A personal loan is one way of generating funds that you need for a project, emergency or purchasing something of value. Personal loans are being offered by banks but are now being offered by licensed lenders as well. It is the most flexible type of loan since the borrower can use the proceeds without any restriction on where to spend it on.
But it is also important that we watch out for personal loans as they can lead us into debt that may be difficult to manage. It is important to inform ourselves of how a personal loan works and know what things we should watch out for. Here are a few things you need to consider when getting a personal loan.
- Use personal loans for a specific goal.

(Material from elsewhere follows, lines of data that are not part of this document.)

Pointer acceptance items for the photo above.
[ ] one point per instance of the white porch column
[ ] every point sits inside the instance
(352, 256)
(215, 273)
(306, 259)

When getting a personal loan, it is important that we have a specific use for the proceeds or a specific goal that getting a loan should achieve. Identifying a goal for your loan allows you to maximize what you need to borrow and how much you should borrow. Remember that borrowing money from a legal money lender singapore like cash mart creates cost through interest payments. Identifying your loan would help you maximize your funding while minimizing the cost.
- Interest rates of personal loans can either be variable or fixed.
Personal loans have different means of computing the interest payment. It can be computed through a fixed rate where the rate used will be applied throughout the loan period. This is more advantageous for loans with long payment periods. For shorter periods, having a variable rate applied to the personal loan is much more convenient.
- Personal loans can either be secured or unsecured.
Most personal loans that are being offered by banks and lenders are unsecured but there are a few banks and lenders that require a collateral. Personal loans are often unsecured and offer a higher interest rate compared to secured personal loans. The reason for this is for the lender or bank to recover the principal at a faster time frame to minimize risk of recovery. Secured loans have lower interest rate since the lender puts a lien over the secured asset to be used to recover the principal in case of borrower’s default.